Although the edge for apps is thin, Kendall uses the data to claim:
"There certainly seems to be something in the idea that users want to access clear and engaging content from apps, perhaps at the expense of website equivalents that take longer to load, have a greater degree of clutter (mostly advertising) or links to other stories/websites that are not necessarily desired."
Slow down, Matt. Let's at least make the comparison apples-to-apples.
As I noted in January (before we implemented a mobile redesign for this site), a very high percentage of the world's web sites are not yet optimized for mobile content consumption. Mobile browsers accessing non-mobile content yield poor user experiences.
Well-designed apps (of the sort Kendall favors) cut through this problem by either accessing a parallel data set (not the best information architecture) or by overriding the style and presentation decisions made for the primary website. Of course, if a site had been designed for mobile, those presentation decisions would have already been optimized for the device in hand.
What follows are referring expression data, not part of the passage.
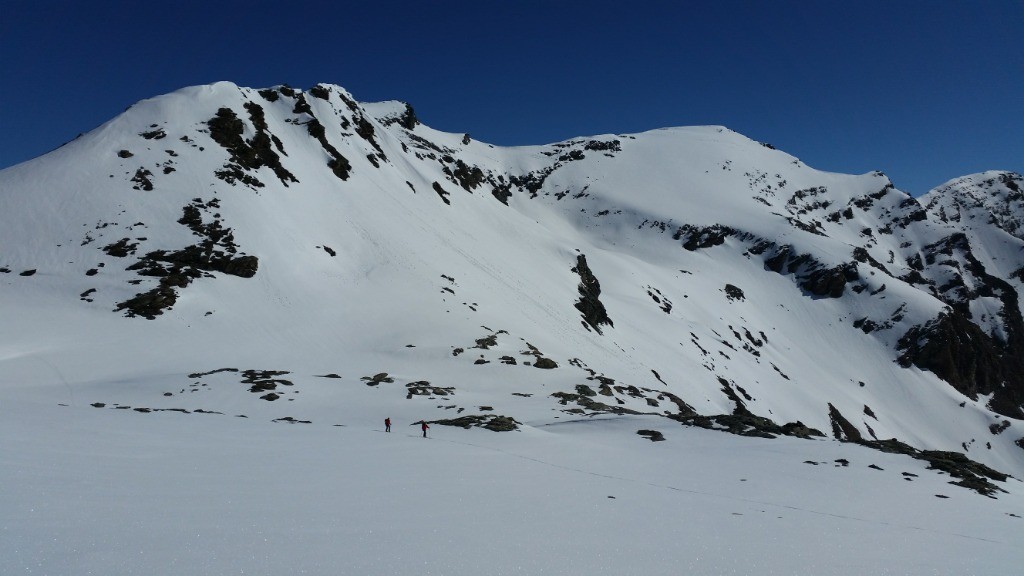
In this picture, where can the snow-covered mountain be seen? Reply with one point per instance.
(300, 256)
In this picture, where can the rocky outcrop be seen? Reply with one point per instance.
(589, 303)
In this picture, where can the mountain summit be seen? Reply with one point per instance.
(223, 246)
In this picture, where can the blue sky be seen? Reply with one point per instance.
(922, 90)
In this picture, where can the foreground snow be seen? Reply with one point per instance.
(107, 491)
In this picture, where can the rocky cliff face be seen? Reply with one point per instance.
(742, 285)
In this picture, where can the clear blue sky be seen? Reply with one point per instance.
(922, 90)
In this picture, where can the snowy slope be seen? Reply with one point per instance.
(279, 253)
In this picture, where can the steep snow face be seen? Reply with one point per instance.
(684, 273)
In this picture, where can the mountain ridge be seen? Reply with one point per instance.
(734, 279)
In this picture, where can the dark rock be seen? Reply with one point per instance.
(589, 303)
(545, 363)
(652, 436)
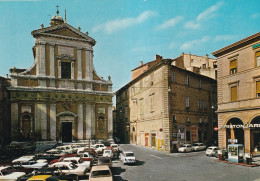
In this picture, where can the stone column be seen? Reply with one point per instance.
(43, 120)
(79, 64)
(80, 121)
(110, 121)
(93, 121)
(14, 120)
(53, 122)
(52, 65)
(88, 121)
(247, 140)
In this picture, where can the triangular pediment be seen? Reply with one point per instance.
(64, 31)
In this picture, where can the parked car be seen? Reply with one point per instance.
(29, 163)
(70, 168)
(7, 175)
(185, 148)
(43, 178)
(127, 157)
(78, 161)
(212, 151)
(198, 147)
(115, 147)
(104, 161)
(108, 153)
(99, 147)
(100, 173)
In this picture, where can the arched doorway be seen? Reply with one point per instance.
(255, 132)
(235, 131)
(26, 126)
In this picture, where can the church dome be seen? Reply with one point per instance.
(56, 20)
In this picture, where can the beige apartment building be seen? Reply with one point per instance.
(60, 97)
(239, 93)
(165, 106)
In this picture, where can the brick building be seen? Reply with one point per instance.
(60, 97)
(5, 126)
(165, 105)
(239, 93)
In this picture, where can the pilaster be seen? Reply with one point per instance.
(110, 122)
(53, 121)
(80, 121)
(88, 120)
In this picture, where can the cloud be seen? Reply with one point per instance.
(203, 16)
(194, 43)
(172, 45)
(119, 24)
(255, 16)
(224, 37)
(170, 23)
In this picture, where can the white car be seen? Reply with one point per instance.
(70, 168)
(127, 157)
(212, 151)
(198, 146)
(101, 172)
(9, 176)
(99, 147)
(185, 148)
(115, 147)
(78, 161)
(29, 163)
(108, 153)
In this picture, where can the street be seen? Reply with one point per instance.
(156, 166)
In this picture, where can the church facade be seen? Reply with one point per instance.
(60, 97)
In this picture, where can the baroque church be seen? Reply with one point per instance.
(60, 97)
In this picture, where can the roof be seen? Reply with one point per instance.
(100, 167)
(237, 44)
(49, 31)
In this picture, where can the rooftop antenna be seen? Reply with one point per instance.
(65, 16)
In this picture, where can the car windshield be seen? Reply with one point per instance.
(73, 166)
(101, 173)
(129, 154)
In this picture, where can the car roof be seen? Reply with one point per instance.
(40, 177)
(100, 167)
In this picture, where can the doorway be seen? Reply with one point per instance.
(66, 131)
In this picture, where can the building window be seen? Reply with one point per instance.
(234, 93)
(258, 89)
(173, 76)
(257, 57)
(65, 70)
(187, 80)
(187, 102)
(199, 83)
(233, 66)
(151, 102)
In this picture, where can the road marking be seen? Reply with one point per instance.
(156, 157)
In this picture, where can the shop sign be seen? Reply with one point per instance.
(232, 140)
(243, 126)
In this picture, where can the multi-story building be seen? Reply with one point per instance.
(239, 93)
(165, 105)
(60, 97)
(5, 125)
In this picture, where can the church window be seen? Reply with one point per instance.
(65, 70)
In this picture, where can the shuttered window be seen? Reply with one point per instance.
(257, 55)
(258, 88)
(234, 93)
(233, 66)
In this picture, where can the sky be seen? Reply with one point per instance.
(128, 31)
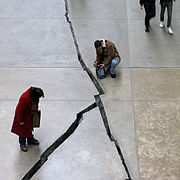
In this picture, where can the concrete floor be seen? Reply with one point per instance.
(142, 104)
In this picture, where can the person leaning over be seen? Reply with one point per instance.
(107, 58)
(23, 119)
(169, 5)
(150, 10)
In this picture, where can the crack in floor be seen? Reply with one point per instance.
(44, 156)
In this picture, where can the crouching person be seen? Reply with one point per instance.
(107, 58)
(23, 119)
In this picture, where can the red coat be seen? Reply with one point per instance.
(23, 114)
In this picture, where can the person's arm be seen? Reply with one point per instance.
(20, 110)
(97, 58)
(110, 55)
(141, 2)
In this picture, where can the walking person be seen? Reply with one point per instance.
(150, 11)
(107, 58)
(23, 119)
(169, 5)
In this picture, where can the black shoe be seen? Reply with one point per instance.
(24, 148)
(101, 77)
(147, 29)
(33, 141)
(113, 75)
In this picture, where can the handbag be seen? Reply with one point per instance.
(36, 119)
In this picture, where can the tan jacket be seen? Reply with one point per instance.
(110, 53)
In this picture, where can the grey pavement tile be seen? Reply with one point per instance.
(135, 13)
(36, 43)
(157, 133)
(155, 84)
(91, 9)
(155, 49)
(58, 84)
(32, 9)
(56, 118)
(87, 154)
(87, 31)
(118, 88)
(120, 117)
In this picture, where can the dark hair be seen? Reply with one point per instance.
(36, 93)
(97, 43)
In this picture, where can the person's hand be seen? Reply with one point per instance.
(34, 107)
(21, 123)
(95, 65)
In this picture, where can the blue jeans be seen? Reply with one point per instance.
(150, 9)
(22, 141)
(169, 6)
(102, 71)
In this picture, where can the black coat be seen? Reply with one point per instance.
(143, 1)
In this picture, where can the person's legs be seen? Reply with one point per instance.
(32, 141)
(163, 7)
(147, 16)
(114, 63)
(152, 10)
(169, 12)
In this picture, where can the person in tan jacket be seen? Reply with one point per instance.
(107, 58)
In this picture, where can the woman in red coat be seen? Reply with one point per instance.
(22, 125)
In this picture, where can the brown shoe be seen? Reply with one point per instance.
(24, 148)
(33, 141)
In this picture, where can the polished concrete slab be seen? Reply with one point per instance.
(58, 84)
(32, 9)
(36, 43)
(120, 116)
(157, 127)
(88, 154)
(118, 88)
(141, 104)
(156, 84)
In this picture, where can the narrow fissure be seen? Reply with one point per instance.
(111, 137)
(94, 80)
(44, 156)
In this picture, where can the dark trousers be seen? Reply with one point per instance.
(169, 6)
(150, 10)
(22, 141)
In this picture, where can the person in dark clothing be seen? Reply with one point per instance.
(150, 10)
(169, 5)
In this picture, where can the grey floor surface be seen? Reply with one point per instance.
(142, 105)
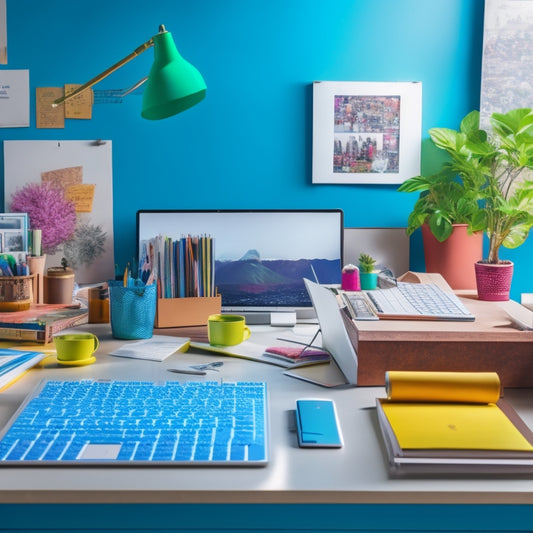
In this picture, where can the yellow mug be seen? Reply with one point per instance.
(76, 348)
(227, 330)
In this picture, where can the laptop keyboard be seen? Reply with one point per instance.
(140, 422)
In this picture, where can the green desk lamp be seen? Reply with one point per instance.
(172, 86)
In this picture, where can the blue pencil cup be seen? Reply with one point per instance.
(132, 310)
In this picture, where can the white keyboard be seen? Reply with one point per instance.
(419, 300)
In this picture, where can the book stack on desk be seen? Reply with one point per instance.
(41, 322)
(13, 364)
(452, 422)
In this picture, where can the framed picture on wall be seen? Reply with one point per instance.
(366, 132)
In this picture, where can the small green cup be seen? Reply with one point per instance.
(227, 330)
(76, 348)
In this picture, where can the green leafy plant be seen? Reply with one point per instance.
(502, 161)
(366, 263)
(451, 196)
(484, 184)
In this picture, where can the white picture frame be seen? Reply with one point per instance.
(366, 132)
(13, 232)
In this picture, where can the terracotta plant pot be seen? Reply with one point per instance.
(494, 281)
(454, 258)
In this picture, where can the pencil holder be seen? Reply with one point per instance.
(16, 293)
(132, 310)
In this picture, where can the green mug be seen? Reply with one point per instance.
(227, 330)
(76, 348)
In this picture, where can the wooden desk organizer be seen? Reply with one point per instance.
(179, 312)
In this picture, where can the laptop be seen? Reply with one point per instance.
(335, 338)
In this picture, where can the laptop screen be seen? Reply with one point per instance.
(261, 256)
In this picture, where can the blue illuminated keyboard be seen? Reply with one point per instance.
(139, 422)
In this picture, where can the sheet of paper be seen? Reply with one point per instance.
(14, 98)
(80, 106)
(157, 348)
(48, 116)
(3, 33)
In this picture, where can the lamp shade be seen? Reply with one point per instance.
(173, 85)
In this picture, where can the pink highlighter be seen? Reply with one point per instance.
(350, 278)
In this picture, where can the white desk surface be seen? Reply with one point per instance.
(354, 474)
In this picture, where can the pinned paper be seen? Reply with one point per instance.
(80, 106)
(82, 197)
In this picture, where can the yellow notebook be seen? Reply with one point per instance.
(440, 423)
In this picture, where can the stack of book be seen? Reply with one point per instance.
(452, 422)
(13, 364)
(41, 321)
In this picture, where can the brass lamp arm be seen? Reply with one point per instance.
(107, 72)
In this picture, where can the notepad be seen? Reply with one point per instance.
(459, 424)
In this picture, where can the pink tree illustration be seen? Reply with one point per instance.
(49, 211)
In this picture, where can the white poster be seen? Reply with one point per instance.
(507, 78)
(3, 33)
(74, 180)
(14, 98)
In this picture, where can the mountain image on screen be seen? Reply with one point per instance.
(252, 281)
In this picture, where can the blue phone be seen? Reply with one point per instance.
(317, 424)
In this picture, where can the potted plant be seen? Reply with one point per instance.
(367, 273)
(447, 211)
(496, 166)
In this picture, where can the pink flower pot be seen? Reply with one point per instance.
(494, 281)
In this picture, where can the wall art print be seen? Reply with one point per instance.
(366, 132)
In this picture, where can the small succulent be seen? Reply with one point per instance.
(366, 263)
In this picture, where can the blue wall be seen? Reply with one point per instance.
(248, 145)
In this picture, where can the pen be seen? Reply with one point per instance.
(187, 371)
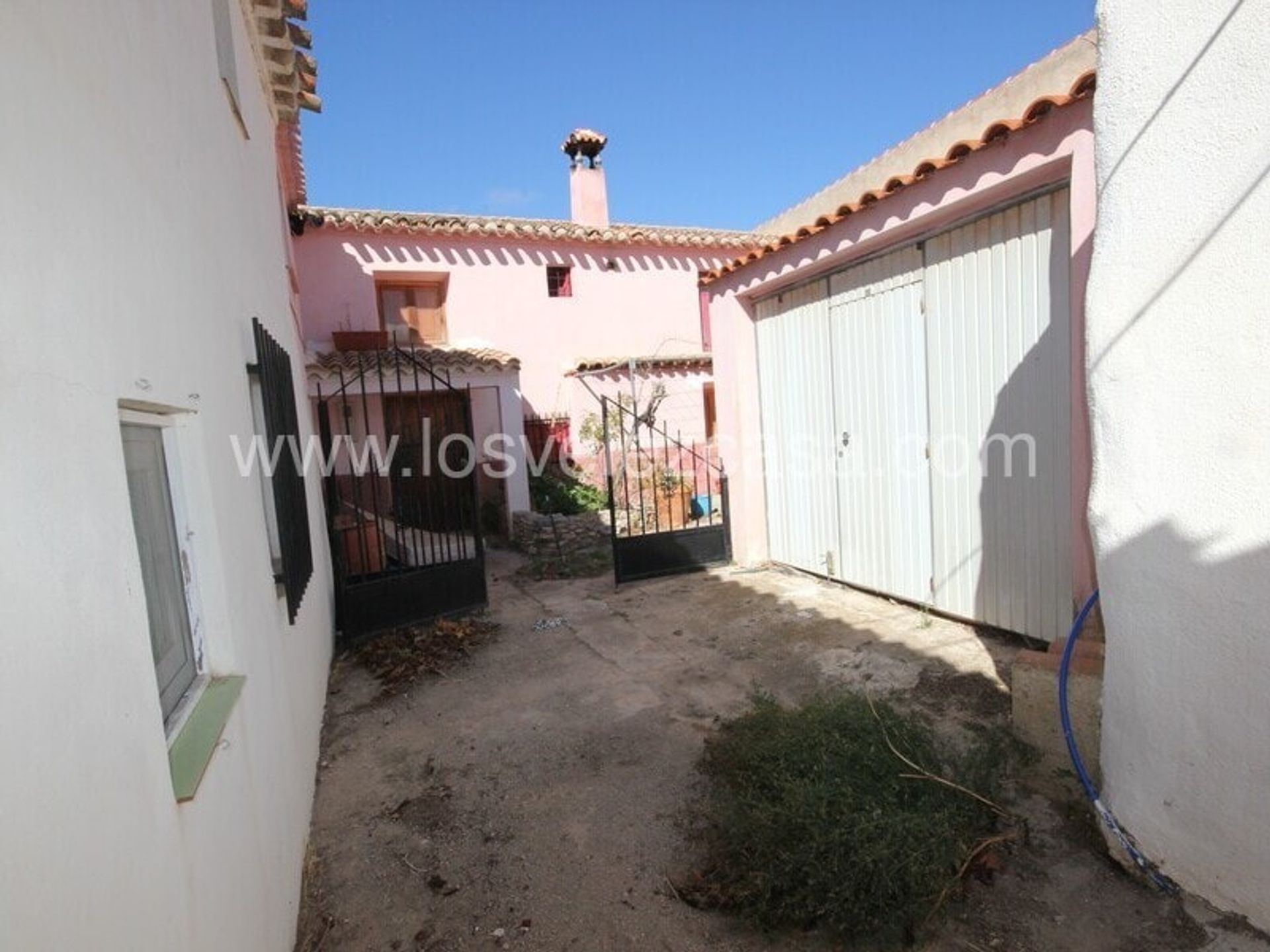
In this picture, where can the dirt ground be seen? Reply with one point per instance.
(535, 796)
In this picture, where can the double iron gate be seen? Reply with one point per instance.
(402, 506)
(667, 499)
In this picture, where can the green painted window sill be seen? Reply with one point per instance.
(196, 742)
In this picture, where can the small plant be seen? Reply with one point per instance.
(566, 495)
(841, 815)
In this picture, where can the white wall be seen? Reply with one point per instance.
(1179, 347)
(142, 234)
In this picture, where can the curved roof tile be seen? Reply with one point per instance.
(997, 131)
(525, 229)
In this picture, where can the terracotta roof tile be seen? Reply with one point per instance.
(526, 229)
(292, 74)
(999, 131)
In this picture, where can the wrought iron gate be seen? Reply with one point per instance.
(402, 507)
(667, 500)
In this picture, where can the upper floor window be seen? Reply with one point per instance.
(222, 23)
(559, 281)
(413, 313)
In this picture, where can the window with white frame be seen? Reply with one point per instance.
(163, 569)
(226, 61)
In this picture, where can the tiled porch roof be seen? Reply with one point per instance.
(389, 361)
(659, 362)
(525, 229)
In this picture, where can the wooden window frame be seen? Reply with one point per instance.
(411, 286)
(559, 281)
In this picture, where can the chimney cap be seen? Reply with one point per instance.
(585, 143)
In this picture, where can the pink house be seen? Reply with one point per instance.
(901, 374)
(545, 315)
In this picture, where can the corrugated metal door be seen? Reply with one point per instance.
(879, 393)
(795, 386)
(1000, 381)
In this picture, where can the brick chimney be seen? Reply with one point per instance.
(588, 196)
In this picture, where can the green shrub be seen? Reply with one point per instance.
(564, 495)
(810, 824)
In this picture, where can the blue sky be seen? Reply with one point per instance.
(718, 113)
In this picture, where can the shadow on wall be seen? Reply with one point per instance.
(1185, 709)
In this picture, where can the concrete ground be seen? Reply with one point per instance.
(536, 796)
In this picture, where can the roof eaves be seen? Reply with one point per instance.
(997, 131)
(525, 229)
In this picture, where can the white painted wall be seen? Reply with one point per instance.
(142, 234)
(1179, 371)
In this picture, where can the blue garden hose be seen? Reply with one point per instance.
(1150, 870)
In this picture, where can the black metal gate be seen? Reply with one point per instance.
(667, 499)
(402, 508)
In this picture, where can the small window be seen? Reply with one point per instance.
(161, 576)
(413, 313)
(222, 23)
(559, 281)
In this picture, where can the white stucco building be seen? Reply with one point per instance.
(1179, 399)
(160, 692)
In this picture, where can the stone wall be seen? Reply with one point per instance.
(538, 534)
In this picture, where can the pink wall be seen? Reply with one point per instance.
(1058, 147)
(626, 300)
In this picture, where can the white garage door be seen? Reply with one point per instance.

As well, content apps are typically hybrid enterprises: a skin that sits on a desktop, working in tandem with web-based content pulled from a mobile site. The simplest apps are effectively dedicated browsers.
That's a reasonable strategy for publishers who want to reserve mobile real estate, but the same user experience result could be obtained by designing with mobile in mind.
Much as print versus digital is "either-and", apps versus mobile is a false debate. If you compete by offering unique platform functionality, build an app. If you want to make content readily available across mobile platforms, plan for it.